Some of these pieces are included in the ‘Signs and figurations’ exhibition at Serralves House in Porto, which places early and late works next to one another, tying together Miró’s broad use of materials and visual motifs. Amid the plastered columns, art deco gilding and mirrored walls of the museum, theTeles Cremades are confronting works. Although recognisably Miró-esque in colour, line, and form, they are less balanced and more dynamic than works such as The Farm (1922). By 1974, many galleries were keen to put on shows of his works that placed the artist within traditions of modernism or Surrealism. Miró, however, was more interested in displaying his new pieces, agreeing to be shown at the Grand Palais in Paris on on the condition they hung the burnt canvases from the ceiling, so viewers could see the front and back. New paintings by Miró may have sold for a small fortune, but these damaged works were deliberately anti-commercial. In an interview with Georges Raillard in 1977, Miró said his destructive actions were ‘another way of saying shit to all those who say these canvases are worth a fortune’.
The Sobreteixim series is striking in a different way. Tucked away from the main corridor, these tapestries leap from a crimson wall: Sobreteixim 10 and Sobreteixim 12 have been fixed with white brackets to enhance the three-dimensionality of the found objects sewn to the fabric. These objects include playful references to the act of making, such as buckets filled with blue felt to emulate the appearance of paint and the cardboard rolls that held the yarn. Miró and Royo used the traditional Catalan sobreteixim (a heavy, decorative, double-woven cloth) to question their place in Spain in the final years of Franco’s regime. The rough, dark-brown material works as a canvas, on to which Miró stitched found objects and rubbed white paint by hand. The same urgency that swept the burnt canvases into being can be felt in the weavings, but the power of craftwork lies in its ability to subvert – Miró and Royo cut wool and tied knots rather than setting a flame to their work (though some also bear burn marks from the blowtorch).
Although Miró had collaborated with other craftspeople than Royo (he worked for many years with ceramicist Josep Llorens, making small objects and murals, and created a series of designs for Marie Cuttoli’s tapestry studio in 1934), this was a partnership that pushed the artist in new directions. As Jacques Dupin puts it in Miró (2012): ‘Miró’s incongruous materials and ideas were those of an assassin, and Royo met Miró’s provocations and challenge with his own outrageous excesses; the calm studio of a rather smooth tradition began to bubble and boil.’ The intergenerational collaboration between the older Miró and younger Royo saw both freed from the constraints of their professions: the artist found weaving; the artisan found assemblage. Their artistic exchange can be best seen in Sobreteixim 4, which is made from wool, thread, acrylic paint, collaged paper and a cardboard tube. The tapestry itself was woven by Royo. Miró then added its expression by folding down one corner of the weaving, like a wink, and adding a paper eye, which stares angrily out at the viewer while a tangle of red wool evokes the appearance of a grimace.

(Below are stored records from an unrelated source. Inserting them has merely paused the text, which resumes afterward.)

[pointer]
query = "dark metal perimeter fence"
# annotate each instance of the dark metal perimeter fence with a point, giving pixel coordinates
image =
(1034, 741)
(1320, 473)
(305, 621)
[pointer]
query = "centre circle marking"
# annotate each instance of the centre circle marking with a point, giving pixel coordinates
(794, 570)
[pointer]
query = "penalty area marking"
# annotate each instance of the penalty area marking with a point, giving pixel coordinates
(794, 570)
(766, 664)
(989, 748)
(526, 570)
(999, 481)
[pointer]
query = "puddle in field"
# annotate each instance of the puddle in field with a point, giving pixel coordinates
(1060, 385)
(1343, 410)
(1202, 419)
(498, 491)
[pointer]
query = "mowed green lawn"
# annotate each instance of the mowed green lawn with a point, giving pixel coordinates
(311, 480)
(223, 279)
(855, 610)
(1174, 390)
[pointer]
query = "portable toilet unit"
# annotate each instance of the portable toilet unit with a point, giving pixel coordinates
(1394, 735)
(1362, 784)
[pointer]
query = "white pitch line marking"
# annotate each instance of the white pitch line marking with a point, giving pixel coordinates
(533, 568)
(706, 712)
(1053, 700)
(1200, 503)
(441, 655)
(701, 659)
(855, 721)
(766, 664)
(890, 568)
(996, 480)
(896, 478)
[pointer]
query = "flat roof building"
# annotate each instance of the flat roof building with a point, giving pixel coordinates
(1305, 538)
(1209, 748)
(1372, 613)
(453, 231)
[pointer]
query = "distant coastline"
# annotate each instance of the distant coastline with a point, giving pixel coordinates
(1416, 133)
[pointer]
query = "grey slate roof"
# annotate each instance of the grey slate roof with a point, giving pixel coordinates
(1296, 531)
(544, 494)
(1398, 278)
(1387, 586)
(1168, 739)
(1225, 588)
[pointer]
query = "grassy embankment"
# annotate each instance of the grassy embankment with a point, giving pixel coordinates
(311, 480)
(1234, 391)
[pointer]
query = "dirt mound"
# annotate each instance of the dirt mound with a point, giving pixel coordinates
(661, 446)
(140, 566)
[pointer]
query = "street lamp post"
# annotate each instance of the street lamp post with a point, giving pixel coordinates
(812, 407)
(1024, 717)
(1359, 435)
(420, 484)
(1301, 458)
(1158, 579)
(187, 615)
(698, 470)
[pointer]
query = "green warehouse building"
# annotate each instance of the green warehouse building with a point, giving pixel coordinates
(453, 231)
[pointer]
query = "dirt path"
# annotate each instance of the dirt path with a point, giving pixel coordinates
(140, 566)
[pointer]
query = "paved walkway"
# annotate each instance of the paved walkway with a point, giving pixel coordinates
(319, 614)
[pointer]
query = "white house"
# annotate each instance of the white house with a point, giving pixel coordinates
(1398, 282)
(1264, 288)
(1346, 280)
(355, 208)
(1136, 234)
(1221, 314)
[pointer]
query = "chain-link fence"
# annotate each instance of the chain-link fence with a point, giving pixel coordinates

The burnt canvases have often been framed by art critics as politically and commercially defiant, but the Sobreteixims, though quieter, reveal a more considered side to the artist’s radical actions, a melding of avant-garde ideas with craft materials and ancient techniques. As Miró told René Bernard in 1978: ‘Don’t you think that the revolution of forms can be liberating? Unsettling people, forcing them to wake up.’
‘Joan Miró: Signs and figurations’ is at Serralves Villa in Porto until 2 October.